In October 1941, the local police created by the Germans issued an order ordering all Jews to move to the ghetto. Two ghettos were organized - Podolskoye and Mytnitskoye. The first was at the corner of the current streets of Gagarina and Zamkovyi Spusk, the second - in the area of the Molotov highway, which is now under the waters of the Kremenchug reservoir. The ghettos were surrounded by barbed wire, leaving them was possible only for work teams. Basically, Jews from the ghetto were used for the most difficult and dirty work, such as cleaning the city, dismantling the rubble of houses, unloading wagons, and the like. The working day lasted at least 12 hours. Indicative of the description of the cruelty of the Germans is the case, which became known thanks to the stories of eyewitnesses. After the retreat of the Red Army, one of the Dnieper islands near Cherkasy was mined. For its clearance, the Germans attracted the prisoners of the Mytnitskoye ghetto. The non-humans forced the Jews to join hands, line up in a chain and walk across the territory of the island. Most of them remained on it, blown up by mines. Now this island is under the water of the Kremenchug reservoir.
Both Cherkasy ghettos were destroyed, according to some sources, in October, according to others - in November 1941. During their elimination, almost all the Jews living in the city perished.
After the liberation of Cherkasy from the Germans in December 1943, a special commission arrived in the city to study the places of mass executions of civilians. However, no data on the results of its work, including those regarding the executions of Jews in the ghetto and beyond it, were ever found.
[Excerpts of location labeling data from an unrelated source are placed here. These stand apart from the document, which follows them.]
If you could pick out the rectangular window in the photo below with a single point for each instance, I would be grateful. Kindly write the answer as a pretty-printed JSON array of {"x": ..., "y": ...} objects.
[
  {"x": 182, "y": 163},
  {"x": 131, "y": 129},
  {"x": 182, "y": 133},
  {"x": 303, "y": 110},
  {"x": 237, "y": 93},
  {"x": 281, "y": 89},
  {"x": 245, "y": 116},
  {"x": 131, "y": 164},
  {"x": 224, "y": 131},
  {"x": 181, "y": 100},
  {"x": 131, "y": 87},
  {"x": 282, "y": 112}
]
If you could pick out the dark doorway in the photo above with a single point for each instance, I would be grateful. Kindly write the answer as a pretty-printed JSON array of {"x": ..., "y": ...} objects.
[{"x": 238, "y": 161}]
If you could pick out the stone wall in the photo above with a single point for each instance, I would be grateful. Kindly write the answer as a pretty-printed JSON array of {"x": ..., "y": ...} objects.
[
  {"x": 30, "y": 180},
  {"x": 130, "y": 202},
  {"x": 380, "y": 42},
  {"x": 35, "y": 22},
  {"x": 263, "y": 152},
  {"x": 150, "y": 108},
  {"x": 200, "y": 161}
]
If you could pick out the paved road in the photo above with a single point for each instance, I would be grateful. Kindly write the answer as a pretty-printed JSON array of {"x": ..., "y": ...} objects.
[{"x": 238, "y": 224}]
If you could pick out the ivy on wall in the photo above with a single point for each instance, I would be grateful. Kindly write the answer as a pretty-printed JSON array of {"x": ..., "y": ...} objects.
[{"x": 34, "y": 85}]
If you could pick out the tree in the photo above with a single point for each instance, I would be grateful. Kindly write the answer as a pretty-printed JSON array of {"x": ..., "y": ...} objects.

Therefore, even today there are no unambiguous data on the number of victims, as well as on the date of the liquidation of the ghetto in Cherkasy. Meanwhile, according to some sources, between 8,000 and 12,000 Jews were killed in Cherkassy during the Holocaust. Most of them remained lying in anti-tank ditches and ravines in the vicinity of the city, and quite a few rest at the bottom of the Kremenchug reservoir.